20. The two sides will encourage the China Coast Guard and the U.S. Coast Guard to sign cooperation documents and facilitate cooperation between the two agencies in such areas as personnel exchanges, vessel visits, intelligence and information sharing and joint campaign against illegal and criminal activities at sea. The China Coast Guard and the United States Coast Guard have committed in principle that the two sides would negotiate to sign the rules of behavior of the two coast guards by consulting the Rules of Behavior Confidence Building Measure, annex on surface-to-surface encounters in the November 2014 Memorandum of Understanding between the People’ s Republic of China Ministry of National Defense and the United States Department of Defense.

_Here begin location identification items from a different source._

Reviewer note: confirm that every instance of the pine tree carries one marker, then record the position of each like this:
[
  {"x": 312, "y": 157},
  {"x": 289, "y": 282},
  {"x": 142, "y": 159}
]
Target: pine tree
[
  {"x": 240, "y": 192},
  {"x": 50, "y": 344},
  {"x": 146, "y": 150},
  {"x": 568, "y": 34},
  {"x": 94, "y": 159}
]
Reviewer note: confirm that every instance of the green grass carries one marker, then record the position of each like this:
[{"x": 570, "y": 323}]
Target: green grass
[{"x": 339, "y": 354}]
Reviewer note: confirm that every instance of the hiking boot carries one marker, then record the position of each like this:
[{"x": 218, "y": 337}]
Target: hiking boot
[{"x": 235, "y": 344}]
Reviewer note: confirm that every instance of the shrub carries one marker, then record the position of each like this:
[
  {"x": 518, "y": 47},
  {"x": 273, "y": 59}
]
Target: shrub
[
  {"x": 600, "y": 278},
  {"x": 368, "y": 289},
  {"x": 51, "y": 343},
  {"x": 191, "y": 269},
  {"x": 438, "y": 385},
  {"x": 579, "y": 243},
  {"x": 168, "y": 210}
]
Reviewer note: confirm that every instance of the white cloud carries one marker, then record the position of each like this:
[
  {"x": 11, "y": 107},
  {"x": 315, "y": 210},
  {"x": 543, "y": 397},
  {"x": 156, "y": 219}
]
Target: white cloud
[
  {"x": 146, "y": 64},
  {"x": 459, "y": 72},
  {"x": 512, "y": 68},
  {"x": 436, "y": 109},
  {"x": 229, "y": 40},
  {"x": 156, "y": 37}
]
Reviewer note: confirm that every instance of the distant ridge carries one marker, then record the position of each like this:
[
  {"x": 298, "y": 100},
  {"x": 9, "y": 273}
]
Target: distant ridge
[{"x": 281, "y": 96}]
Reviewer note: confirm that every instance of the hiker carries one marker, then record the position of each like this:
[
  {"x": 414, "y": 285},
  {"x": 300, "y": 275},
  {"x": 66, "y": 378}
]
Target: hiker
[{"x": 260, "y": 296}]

21. Acknowledging the importance of the ongoing AP1000 projects in Sanmen and Haiyang, relevant companies of the two countries would work together for the early and safe operation of Unit 1 at Sanmen. The Chinese side welcomes the renewal of the China-U.S. Agreement for Cooperation Concerning Peaceful Uses of Nuclear Energy.
22. The two sides expressed satisfaction with the efforts under existing nuclear cooperation mechanisms, and decided to continue and intensify mutually-beneficial practical cooperation on technology research and development. The National Energy Administration of China and the U.S. Department of Energy planned to hold the 8th Joint Working Meeting under the China-U.S. Bilateral Civil Nuclear Energy Cooperative Action Plan this October in China. The National Energy Administration of China and the National Nuclear Security Administration of the U.S. Department of Energy will hold the 11th Annual China-U.S. Peaceful Uses of Nuclear Technologies Joint Coordinating Committee Meeting in 2016 in the United States.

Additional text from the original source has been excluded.